LAUNCESTON, Australia- China’s lowering of its economic growth target for 2022 to 5.5 percent seems at first glance to be bearish for iron ore prices, but there are others factors at play likely to keep upward pressure on the steel raw material.
There is little doubt that China, the world’s second-biggest economy and biggest importer of commodities, is facing headwinds, both domestic and global.
It’s not surprising that Premier Li Keqiang lowered the growth target from 2021’s 6 percent (although the economy actually expanded 8.1 percent) in his report to the annual session of parliament.
China’s priority for 2022 is “economic stability,” Li said, and it’s those words that are likely quite bullish for iron ore.
Already China is cutting interest rates, local governments are starting to boost infrastructure spending, and tax cuts are expected – all positive demand drivers for steel.
China’s iron ore imports have had a steady start to the year, with Refinitiv estimating arrivals at 83.69 million tons in February and 86.14 million in January, roughly in line with the 88.4 million from December and the 89.29 million from November.
Iron ore imports have held up in the first two months of 2022 despite restrictions on steel output as the authorities in Beijing sought to limit pollution over winter and during the Winter Olympic Games in the city.

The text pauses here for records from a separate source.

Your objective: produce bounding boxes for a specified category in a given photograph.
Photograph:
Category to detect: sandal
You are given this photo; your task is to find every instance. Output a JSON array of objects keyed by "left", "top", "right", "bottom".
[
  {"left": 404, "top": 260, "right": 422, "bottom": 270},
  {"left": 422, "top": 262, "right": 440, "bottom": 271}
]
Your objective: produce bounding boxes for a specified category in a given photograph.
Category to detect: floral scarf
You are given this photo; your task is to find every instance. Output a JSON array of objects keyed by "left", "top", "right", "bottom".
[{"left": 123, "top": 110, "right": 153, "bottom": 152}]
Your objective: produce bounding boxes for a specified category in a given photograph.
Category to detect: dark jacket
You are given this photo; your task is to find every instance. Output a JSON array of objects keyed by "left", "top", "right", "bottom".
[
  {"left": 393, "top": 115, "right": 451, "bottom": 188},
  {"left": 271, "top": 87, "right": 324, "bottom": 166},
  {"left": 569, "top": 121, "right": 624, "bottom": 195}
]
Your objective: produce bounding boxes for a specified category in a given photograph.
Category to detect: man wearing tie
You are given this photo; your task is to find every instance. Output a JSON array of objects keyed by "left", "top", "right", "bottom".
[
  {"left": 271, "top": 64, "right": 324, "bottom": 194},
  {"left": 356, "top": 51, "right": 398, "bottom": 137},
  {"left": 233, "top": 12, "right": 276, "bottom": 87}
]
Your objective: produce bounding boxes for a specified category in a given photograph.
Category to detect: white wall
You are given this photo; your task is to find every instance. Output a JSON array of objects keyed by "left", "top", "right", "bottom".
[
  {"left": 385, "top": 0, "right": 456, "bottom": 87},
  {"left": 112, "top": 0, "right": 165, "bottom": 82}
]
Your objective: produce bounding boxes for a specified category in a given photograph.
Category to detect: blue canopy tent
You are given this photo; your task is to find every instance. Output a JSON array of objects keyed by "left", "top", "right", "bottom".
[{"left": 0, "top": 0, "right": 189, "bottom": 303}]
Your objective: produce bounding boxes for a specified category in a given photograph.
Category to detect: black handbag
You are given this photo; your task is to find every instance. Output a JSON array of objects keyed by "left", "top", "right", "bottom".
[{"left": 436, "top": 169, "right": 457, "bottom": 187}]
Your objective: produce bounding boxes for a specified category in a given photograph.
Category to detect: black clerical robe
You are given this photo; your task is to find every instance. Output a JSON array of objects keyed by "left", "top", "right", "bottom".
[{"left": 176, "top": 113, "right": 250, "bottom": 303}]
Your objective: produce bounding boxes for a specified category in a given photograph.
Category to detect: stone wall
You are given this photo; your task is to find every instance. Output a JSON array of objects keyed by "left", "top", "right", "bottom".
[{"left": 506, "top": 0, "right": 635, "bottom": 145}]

Now that these restrictions are ending and stimulus measures are starting to flow into China’s economy, it’s likely that steel demand will rise, thus lifting iron ore imports in coming months.
Overall, the domestic backdrop looks constructive for iron ore despite the lower economic growth target, given that the likely composition of China’s growth will be steel-intensive.
External factors may also be aligning for stronger steel production in China, given the ongoing, and worsening, crisis created by Russia’s invasion of Ukraine.